The relation Luc(n) = Fib(n+1) + Fib(n-1) allows an easy conversion between Fibonacci and Lucas numbers, and computation of Luc(n) in O(log n) steps can reuse the Fibonacci code.
So with the representation of Fibonacci numbers given above, we find
(α - β)^2 * Fib(k) * Fib(n+3-k) = (α^k - β^k) * (α^(n+3-k) - β^(n+3-k))
= α^(n+3) + β^(n+3) - (α^k * β^(n+3-k)) - (α^(n+3-k) * β^k)
= Luc(n+3) - ((-1)^k * α^(2k) * β^(n+3)) - ((-1)^k * α^(n+3) * β^(2k))
using the relation α * β = -1.
Now, since α - β = √5 the summation k = 1, ..., n-1 yields
n-1 n-1 n-1
5 * ∑ Fib(k)*Fib(n+3-k) = (n-1)*Luc(n+3) - β^(n+3) * ∑ (-α²)^k - α^(n+3) * ∑ (-β²)^k
k=1 k=1 k=1
The geometric sums can be written in closed form, and a bit of juggling yields the formula
n-1
∑ Fib(k)*Fib(n+3-k) = [5*(n-1)*Luc(n+3) + Luc(n+2) + 2*Luc(n+1) - 2*Luc(n-3) + Luc(n-4)]/25
k=1
Steps to follow:
Define std::vector<int> and fill it with all fibonacci numbers which you need.
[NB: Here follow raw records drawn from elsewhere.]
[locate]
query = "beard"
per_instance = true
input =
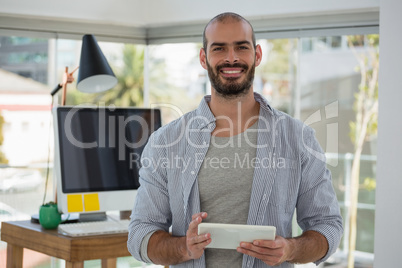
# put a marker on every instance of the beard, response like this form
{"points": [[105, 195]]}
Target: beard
{"points": [[229, 87]]}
Compute these numbers using dynamic programming; that is, make use of results which you already have computed. Don't compute the same value more than once!
Once you have the vector filled with all the numbers you need, apply the formula Fib(x) * Fib (n-x+3) in a loop and compute the sum of the products.
assuming f(n)=f(n-1)+f(n-2) for n>2 and f(1)=f(2)=1, f(0)=0
Let E(n)=sum(k=1 .. n-1, f(k)f(n-k+3)) and E'(n)=sum(k=0 .. n, f(k)f(n-k))
Clearly E(n)=E'(n+3) - ( f(0)f(n+3) + f(n)f(3) + f(n+1)f(2) + f(n+2)f(1) + f(n+3)f(0) )
On wolfram you'll find : E'(n)= (nL(n)-f(n))/5, with L(n)=f(n+1)+f(n-1)
from this :
5E(n)=(n+3)( f(n+4)+f(n+2) ) - 5(2f(n) + f(n+1) +f(n+2))
5E(n)=(n+3)( 4f(n+1)+3f(n) ) - 10f(n+1) -15f(n)
5E(n)= (4n+2)f(n+1) + (3n-6)f(n)
Should be simple to evaluate, the complexity should be the same as the fibonnaci algorithm used,
If I know what a Lucas number is, then I can use the identity...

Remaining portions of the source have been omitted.